Satu kemungkinan yang lebih menarik lagi adalah bahwa gravitasi sendiri bukan gaya melainkan derau (noise) sisa yang timbul dari kekaburan quantum gaya-gaya lain di alam semesta. Ide “gravitasi terangsang” (induced gravity) ini berasal dari fisikawan nuklir dan pembangkang Soviet, Andrei Sakharov, pada tahun 1960-an. Jika benar, ini tak hanya akan menurunkan gravitasi dari status gaya fundamental tapi juga mengindikasikan upaya-upaya “quantisasi” gravitasi telah salah jalan. Bahkan gravitasi mungkin tidak eksis di level quantum.

Implikasi status terlantar quantum objek-objek makroskopis seperti kita memang cukup mengagetkan, sampai-sampai fisikawan masih terjerat dalam status bingung dan kagum.

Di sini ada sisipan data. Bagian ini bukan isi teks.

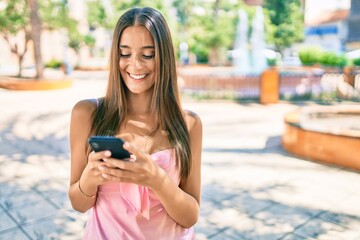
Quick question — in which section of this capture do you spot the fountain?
[250,6,267,73]
[232,6,267,74]
[232,10,250,73]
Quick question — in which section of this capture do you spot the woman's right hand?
[80,151,111,195]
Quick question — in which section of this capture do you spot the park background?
[0,0,360,240]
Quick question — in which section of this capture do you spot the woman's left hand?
[99,142,165,189]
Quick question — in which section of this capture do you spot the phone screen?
[88,136,130,160]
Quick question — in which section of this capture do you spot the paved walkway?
[0,72,360,240]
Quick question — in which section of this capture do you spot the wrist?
[151,167,168,192]
[77,177,98,198]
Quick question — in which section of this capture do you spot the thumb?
[123,142,148,161]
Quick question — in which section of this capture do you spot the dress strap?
[92,98,99,108]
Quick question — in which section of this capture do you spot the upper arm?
[180,111,202,203]
[70,100,96,184]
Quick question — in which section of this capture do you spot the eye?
[143,54,155,59]
[119,53,131,58]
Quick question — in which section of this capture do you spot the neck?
[127,93,151,115]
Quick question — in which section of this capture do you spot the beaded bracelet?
[78,179,97,198]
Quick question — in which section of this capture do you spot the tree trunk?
[27,0,44,78]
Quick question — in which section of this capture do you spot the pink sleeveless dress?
[83,149,194,240]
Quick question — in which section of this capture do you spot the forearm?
[68,176,97,213]
[153,172,200,228]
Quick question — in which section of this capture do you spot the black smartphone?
[88,136,130,160]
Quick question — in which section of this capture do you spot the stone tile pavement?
[0,72,360,240]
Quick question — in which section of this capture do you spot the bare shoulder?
[71,99,97,118]
[184,110,202,132]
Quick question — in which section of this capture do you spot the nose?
[132,55,143,69]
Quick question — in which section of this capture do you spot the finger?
[101,173,136,183]
[123,142,149,161]
[104,158,135,171]
[89,150,111,162]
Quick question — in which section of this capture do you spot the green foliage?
[319,51,347,67]
[83,34,95,47]
[264,0,304,53]
[298,46,323,65]
[87,0,113,29]
[45,59,62,68]
[352,58,360,66]
[266,58,277,66]
[173,0,244,63]
[0,0,29,36]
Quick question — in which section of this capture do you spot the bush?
[298,46,323,65]
[44,59,62,68]
[319,51,347,67]
[266,58,277,66]
[353,58,360,66]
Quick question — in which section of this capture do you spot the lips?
[129,73,146,80]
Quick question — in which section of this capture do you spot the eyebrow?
[119,45,155,49]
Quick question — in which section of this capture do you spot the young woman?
[69,8,202,240]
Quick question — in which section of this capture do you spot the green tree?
[173,0,244,65]
[0,0,30,77]
[264,0,304,53]
[0,0,77,78]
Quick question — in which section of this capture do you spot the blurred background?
[0,0,360,101]
[0,0,360,240]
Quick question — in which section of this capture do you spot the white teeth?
[129,73,146,79]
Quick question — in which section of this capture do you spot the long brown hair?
[92,7,191,178]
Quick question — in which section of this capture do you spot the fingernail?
[98,166,105,171]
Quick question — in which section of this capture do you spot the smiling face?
[119,25,155,93]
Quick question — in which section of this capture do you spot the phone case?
[88,136,130,159]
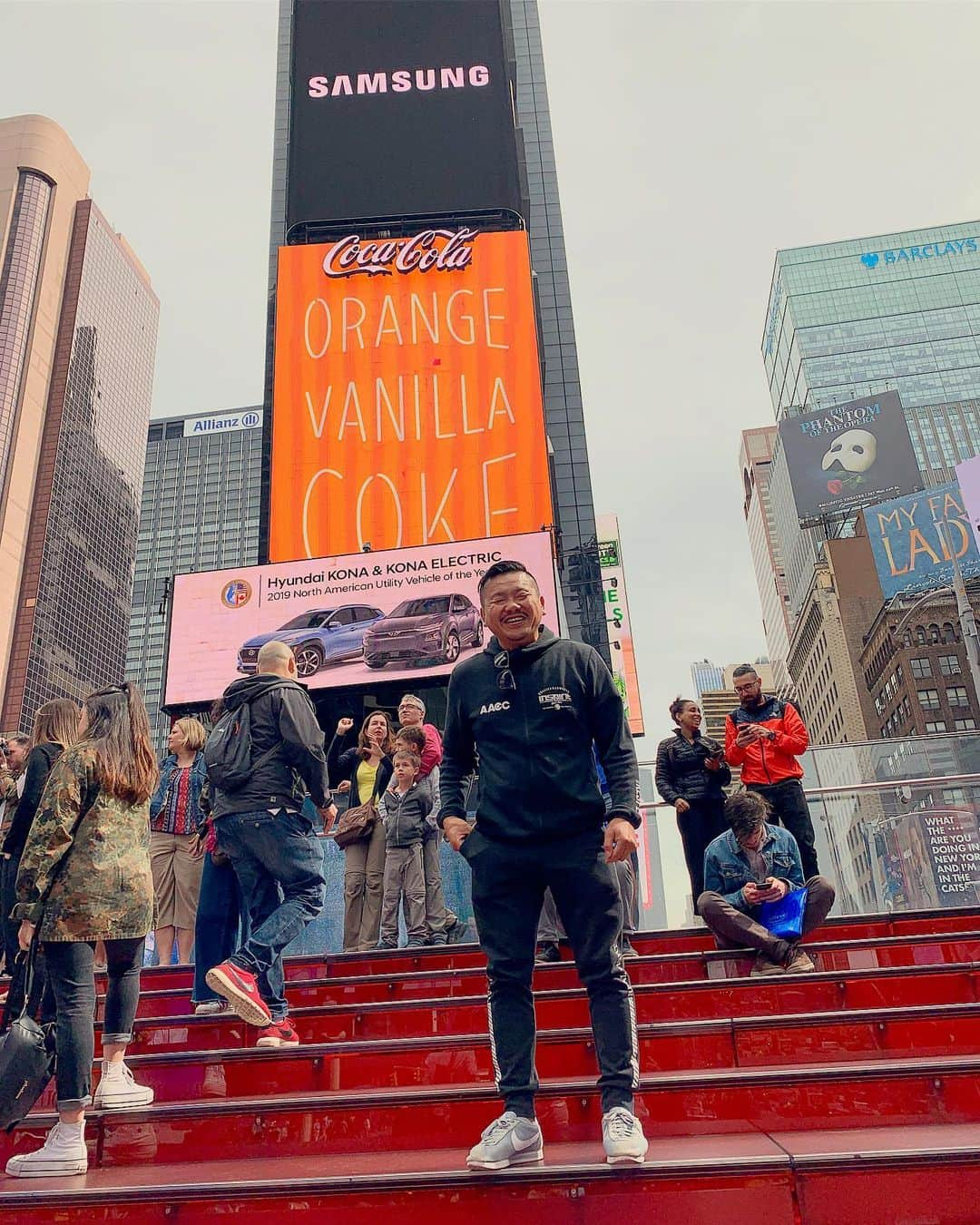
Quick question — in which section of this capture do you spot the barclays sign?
[861,238,977,270]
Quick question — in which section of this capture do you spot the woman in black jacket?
[327,710,395,953]
[0,697,81,1017]
[655,697,731,904]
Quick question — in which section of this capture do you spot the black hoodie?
[438,630,640,841]
[211,672,329,821]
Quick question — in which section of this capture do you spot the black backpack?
[204,681,291,794]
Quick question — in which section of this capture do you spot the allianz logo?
[861,238,976,269]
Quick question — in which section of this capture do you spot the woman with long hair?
[0,697,78,1017]
[7,682,158,1179]
[654,697,731,906]
[327,710,395,953]
[150,719,207,965]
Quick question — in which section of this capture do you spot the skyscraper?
[0,115,158,729]
[762,221,980,621]
[126,407,262,746]
[263,0,609,659]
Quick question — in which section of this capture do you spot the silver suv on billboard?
[364,593,483,668]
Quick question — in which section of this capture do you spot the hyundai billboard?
[164,532,559,708]
[269,228,553,561]
[779,391,923,525]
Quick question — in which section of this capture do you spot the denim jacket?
[704,822,805,914]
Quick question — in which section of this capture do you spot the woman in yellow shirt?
[327,710,395,953]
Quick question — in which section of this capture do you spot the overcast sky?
[0,0,980,921]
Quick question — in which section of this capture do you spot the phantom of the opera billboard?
[164,532,559,708]
[779,391,923,525]
[269,229,553,561]
[864,482,980,601]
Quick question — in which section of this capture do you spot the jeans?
[463,828,640,1117]
[746,778,819,879]
[217,808,326,1021]
[43,936,143,1110]
[678,795,730,902]
[191,854,249,1004]
[697,876,834,963]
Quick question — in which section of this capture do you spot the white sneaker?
[7,1121,88,1179]
[603,1106,648,1165]
[193,1000,228,1017]
[92,1062,153,1110]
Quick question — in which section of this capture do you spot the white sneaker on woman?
[92,1062,153,1110]
[7,1121,88,1179]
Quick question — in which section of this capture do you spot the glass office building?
[3,200,160,731]
[762,221,980,617]
[126,407,262,748]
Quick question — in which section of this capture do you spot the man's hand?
[603,818,637,864]
[756,876,789,902]
[442,817,473,850]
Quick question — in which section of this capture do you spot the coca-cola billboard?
[287,0,521,227]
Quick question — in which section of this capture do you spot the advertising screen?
[165,532,559,707]
[287,0,521,225]
[779,391,923,525]
[269,230,553,561]
[865,482,980,599]
[595,514,644,736]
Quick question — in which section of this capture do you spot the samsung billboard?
[287,0,521,227]
[779,391,923,525]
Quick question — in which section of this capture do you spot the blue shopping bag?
[759,886,806,939]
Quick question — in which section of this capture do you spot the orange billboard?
[270,229,553,561]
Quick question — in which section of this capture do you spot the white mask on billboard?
[821,430,878,472]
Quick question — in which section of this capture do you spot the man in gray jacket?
[204,641,335,1046]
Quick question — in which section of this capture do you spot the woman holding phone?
[655,697,731,903]
[327,710,395,953]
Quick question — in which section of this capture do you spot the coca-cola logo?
[323,228,476,277]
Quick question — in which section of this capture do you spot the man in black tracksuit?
[438,561,647,1170]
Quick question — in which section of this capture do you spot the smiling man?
[438,561,647,1170]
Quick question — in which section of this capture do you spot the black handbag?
[0,934,54,1131]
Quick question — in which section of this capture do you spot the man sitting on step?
[697,791,834,976]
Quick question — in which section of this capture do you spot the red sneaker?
[255,1017,299,1046]
[204,962,272,1025]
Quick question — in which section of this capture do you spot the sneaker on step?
[255,1017,299,1046]
[193,1000,228,1017]
[750,953,785,979]
[785,947,816,974]
[7,1122,88,1179]
[204,962,272,1026]
[603,1106,648,1165]
[466,1110,544,1170]
[92,1062,153,1110]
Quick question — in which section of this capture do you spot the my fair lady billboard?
[164,532,559,708]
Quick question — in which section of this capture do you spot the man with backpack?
[204,641,336,1046]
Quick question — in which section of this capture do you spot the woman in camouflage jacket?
[7,683,157,1177]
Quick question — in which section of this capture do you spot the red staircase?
[0,910,980,1225]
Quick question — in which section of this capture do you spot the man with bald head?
[204,641,335,1046]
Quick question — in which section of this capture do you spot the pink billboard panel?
[164,532,559,707]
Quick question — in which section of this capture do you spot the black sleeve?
[279,687,329,808]
[4,745,54,855]
[585,650,641,827]
[653,740,680,804]
[437,671,476,826]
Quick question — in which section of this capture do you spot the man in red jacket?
[725,664,819,879]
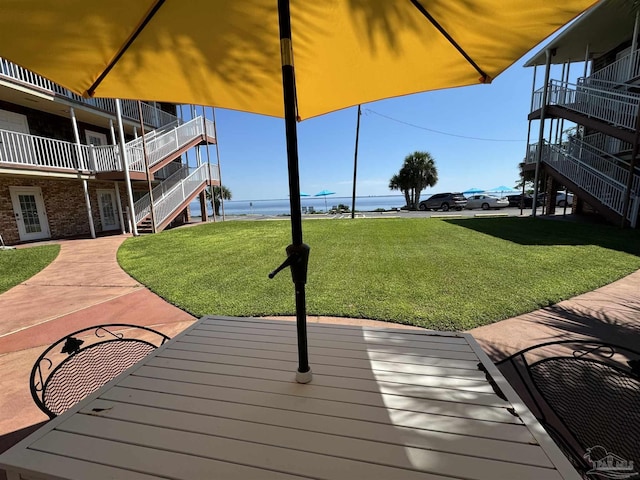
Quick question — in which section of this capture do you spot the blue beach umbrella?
[314,190,336,211]
[487,185,517,195]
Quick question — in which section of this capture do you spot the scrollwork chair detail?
[496,340,640,480]
[29,323,169,418]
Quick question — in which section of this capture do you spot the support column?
[113,182,127,234]
[628,10,640,80]
[582,43,589,78]
[202,105,218,222]
[69,107,96,238]
[351,105,362,218]
[138,100,157,233]
[211,107,225,222]
[531,49,552,217]
[520,65,538,215]
[620,106,640,228]
[109,118,118,145]
[116,98,138,237]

*Vlatko Vedral menjadi terkenal setelah mengembangkan cara baru dalam mengquantisasi keterjeratan dan menerapkannya pada sistem-sistem fisikal makroskopis. Dia menempuh studi prasarjana dan sarjana di Imperial College London. Sejak Juni 2009, dia terjerat status gurubesar di Universitas Oxford dan National University Singapura. Selain fisika, Vedral menghabiskan waktu bersama ketiga anaknya dan bermain gitar listrik Yamaha dengan amplifier Marshall yang dikeraskan sampai angka 11 (Sumber: Scientific American, Juni 2011, hal 38-43).